Jehovah Knoweth None

I’m two weeks into a new sermon series on Galatians that I’ve entitled Free at Last. And I dare say that there is no other commentary on Galatians that is better or more important than Martin Luther’s. Galatians, according to Luther, is the “Magna Carta of Christian Freedom.” It is, he said, “my Katharina von Bora”, referring to his beloved wife. Luther’s commentary is not just a groundbreaking commentary on Galatians, it is one of the most important books ever written on the Gospel.
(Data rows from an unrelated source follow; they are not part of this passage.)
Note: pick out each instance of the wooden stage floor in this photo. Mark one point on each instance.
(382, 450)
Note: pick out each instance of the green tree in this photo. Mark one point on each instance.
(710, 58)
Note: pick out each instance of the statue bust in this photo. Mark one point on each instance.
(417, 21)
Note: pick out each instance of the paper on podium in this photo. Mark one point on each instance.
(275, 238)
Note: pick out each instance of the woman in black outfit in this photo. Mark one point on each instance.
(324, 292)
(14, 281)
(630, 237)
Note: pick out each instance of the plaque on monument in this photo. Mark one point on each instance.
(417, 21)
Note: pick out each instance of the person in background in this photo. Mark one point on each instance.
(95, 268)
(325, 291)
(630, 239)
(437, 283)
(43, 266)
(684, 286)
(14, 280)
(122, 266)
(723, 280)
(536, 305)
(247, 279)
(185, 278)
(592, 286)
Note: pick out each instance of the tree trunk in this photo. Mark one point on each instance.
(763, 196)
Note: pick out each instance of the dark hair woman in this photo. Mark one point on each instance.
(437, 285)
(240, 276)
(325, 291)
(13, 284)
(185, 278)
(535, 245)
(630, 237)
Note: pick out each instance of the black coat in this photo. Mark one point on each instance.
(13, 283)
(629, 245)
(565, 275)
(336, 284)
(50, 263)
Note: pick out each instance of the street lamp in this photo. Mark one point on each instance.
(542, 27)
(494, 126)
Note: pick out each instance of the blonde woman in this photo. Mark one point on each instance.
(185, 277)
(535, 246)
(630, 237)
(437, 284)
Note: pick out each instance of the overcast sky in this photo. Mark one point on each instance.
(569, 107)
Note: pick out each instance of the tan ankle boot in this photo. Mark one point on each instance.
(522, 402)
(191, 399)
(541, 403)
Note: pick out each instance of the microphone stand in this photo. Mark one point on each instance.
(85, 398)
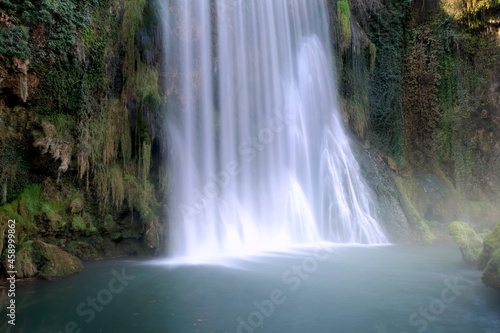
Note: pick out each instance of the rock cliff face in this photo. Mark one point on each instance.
(419, 87)
(80, 132)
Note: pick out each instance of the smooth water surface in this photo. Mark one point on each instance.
(346, 290)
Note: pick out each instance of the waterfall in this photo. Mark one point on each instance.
(259, 158)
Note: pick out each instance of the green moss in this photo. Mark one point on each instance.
(344, 17)
(25, 265)
(491, 243)
(82, 250)
(78, 223)
(469, 243)
(491, 274)
(58, 262)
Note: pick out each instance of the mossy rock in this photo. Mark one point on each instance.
(82, 250)
(25, 265)
(36, 258)
(490, 244)
(491, 275)
(58, 262)
(469, 243)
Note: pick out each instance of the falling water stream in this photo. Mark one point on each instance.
(260, 159)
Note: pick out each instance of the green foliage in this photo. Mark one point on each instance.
(14, 41)
(491, 243)
(386, 30)
(469, 243)
(489, 259)
(42, 29)
(476, 15)
(344, 18)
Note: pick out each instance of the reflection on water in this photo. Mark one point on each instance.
(316, 289)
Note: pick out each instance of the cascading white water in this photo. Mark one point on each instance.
(259, 156)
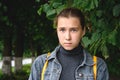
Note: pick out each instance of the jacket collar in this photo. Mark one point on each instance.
(88, 60)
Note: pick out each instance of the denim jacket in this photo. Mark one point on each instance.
(83, 72)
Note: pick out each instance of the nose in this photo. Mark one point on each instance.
(67, 35)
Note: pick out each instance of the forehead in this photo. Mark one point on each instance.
(68, 21)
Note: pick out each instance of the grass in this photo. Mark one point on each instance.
(19, 75)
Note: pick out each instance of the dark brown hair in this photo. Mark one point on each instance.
(71, 12)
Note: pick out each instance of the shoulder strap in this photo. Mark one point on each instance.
(44, 67)
(46, 64)
(95, 67)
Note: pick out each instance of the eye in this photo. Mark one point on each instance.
(74, 30)
(62, 29)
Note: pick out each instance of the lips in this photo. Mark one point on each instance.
(67, 44)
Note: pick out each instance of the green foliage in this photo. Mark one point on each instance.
(20, 75)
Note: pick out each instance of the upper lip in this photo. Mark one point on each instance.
(67, 43)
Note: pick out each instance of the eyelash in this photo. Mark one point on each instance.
(73, 30)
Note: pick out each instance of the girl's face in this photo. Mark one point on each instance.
(70, 32)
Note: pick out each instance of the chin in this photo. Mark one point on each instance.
(68, 48)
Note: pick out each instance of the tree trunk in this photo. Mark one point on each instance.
(6, 67)
(19, 48)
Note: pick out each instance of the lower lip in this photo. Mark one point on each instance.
(67, 44)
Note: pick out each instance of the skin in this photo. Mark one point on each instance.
(69, 32)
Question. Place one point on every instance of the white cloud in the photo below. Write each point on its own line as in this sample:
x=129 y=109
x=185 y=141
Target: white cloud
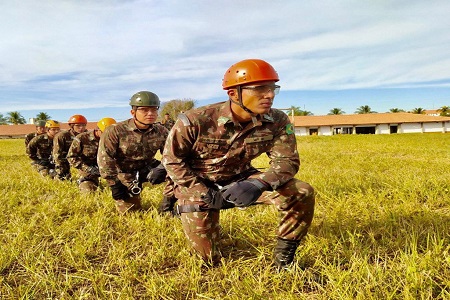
x=97 y=53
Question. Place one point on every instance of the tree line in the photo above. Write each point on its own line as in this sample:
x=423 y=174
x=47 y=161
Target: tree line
x=174 y=107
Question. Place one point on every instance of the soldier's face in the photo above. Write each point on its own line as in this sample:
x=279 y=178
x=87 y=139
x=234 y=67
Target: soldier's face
x=41 y=129
x=259 y=97
x=52 y=132
x=79 y=128
x=145 y=114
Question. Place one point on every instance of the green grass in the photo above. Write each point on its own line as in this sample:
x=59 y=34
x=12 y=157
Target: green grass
x=380 y=231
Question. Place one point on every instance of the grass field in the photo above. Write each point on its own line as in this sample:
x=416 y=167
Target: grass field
x=381 y=231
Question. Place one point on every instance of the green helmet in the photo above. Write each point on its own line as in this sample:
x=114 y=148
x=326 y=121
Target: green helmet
x=40 y=123
x=145 y=98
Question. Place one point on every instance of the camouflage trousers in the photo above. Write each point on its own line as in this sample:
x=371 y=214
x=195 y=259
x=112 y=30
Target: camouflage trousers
x=87 y=183
x=294 y=200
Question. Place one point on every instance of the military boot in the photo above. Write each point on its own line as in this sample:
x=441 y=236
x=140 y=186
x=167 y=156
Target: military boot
x=166 y=205
x=284 y=253
x=132 y=204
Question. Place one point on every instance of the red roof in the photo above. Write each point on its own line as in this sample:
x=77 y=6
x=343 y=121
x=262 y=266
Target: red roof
x=366 y=119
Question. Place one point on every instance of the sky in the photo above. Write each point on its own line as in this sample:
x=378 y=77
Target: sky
x=66 y=57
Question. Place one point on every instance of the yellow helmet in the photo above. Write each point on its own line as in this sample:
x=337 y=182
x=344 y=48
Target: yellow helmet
x=52 y=124
x=105 y=122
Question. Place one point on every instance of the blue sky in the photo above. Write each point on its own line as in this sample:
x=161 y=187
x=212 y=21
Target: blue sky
x=65 y=57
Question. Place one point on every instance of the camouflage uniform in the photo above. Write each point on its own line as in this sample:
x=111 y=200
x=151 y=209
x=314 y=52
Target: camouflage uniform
x=168 y=124
x=82 y=155
x=39 y=150
x=61 y=144
x=208 y=148
x=29 y=137
x=125 y=150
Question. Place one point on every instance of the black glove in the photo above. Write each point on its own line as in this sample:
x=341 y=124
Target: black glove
x=119 y=191
x=157 y=175
x=43 y=163
x=245 y=193
x=215 y=200
x=93 y=171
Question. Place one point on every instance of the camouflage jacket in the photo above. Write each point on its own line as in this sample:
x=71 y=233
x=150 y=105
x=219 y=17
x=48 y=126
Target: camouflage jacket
x=29 y=137
x=169 y=124
x=208 y=143
x=83 y=151
x=61 y=145
x=40 y=148
x=124 y=149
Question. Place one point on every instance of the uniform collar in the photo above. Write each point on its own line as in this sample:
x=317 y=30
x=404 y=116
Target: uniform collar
x=226 y=116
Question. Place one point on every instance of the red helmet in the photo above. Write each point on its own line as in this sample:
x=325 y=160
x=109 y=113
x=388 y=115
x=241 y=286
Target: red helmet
x=77 y=119
x=248 y=71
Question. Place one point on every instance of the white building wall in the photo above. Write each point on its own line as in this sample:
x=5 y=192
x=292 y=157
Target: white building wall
x=325 y=130
x=411 y=128
x=382 y=129
x=432 y=127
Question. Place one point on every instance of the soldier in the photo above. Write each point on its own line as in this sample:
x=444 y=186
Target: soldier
x=168 y=122
x=40 y=129
x=208 y=155
x=82 y=155
x=62 y=142
x=39 y=149
x=126 y=155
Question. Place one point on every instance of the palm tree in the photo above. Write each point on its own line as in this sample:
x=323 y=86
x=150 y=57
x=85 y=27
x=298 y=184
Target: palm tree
x=396 y=110
x=3 y=120
x=299 y=112
x=43 y=116
x=364 y=109
x=444 y=111
x=418 y=110
x=336 y=111
x=14 y=117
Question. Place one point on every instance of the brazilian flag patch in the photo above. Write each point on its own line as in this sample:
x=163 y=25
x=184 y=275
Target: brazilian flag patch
x=289 y=129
One of my favorite sections is when he writes on how to answer the Accuser:

Paul does not say that works are objectionable, but to build one’s hopes for righteousness on works is disastrous, for that makes Christ good for nothing.  Let us bear this in mind when the devil accuses our conscience. When that dragon accuses us of having done no good at all, say to him, “You trouble me with the remembrance of my past sins; you remind me that I have done no good. But this does not bother me, because if I were to trust in my own good deeds, or despair because I have done no good deeds, Christ would profit me neither way. I am not going to make Him unprofitable to me. This I would do if I should presume to purchase for myself the favor of God by my good deeds or if I should despair of my salvation because of my sins.”

This reminds me of my favorite hymn line:

Well may the accuser roar, of sins that I have done; I know them all and thousands more, Jehovah knoweth none!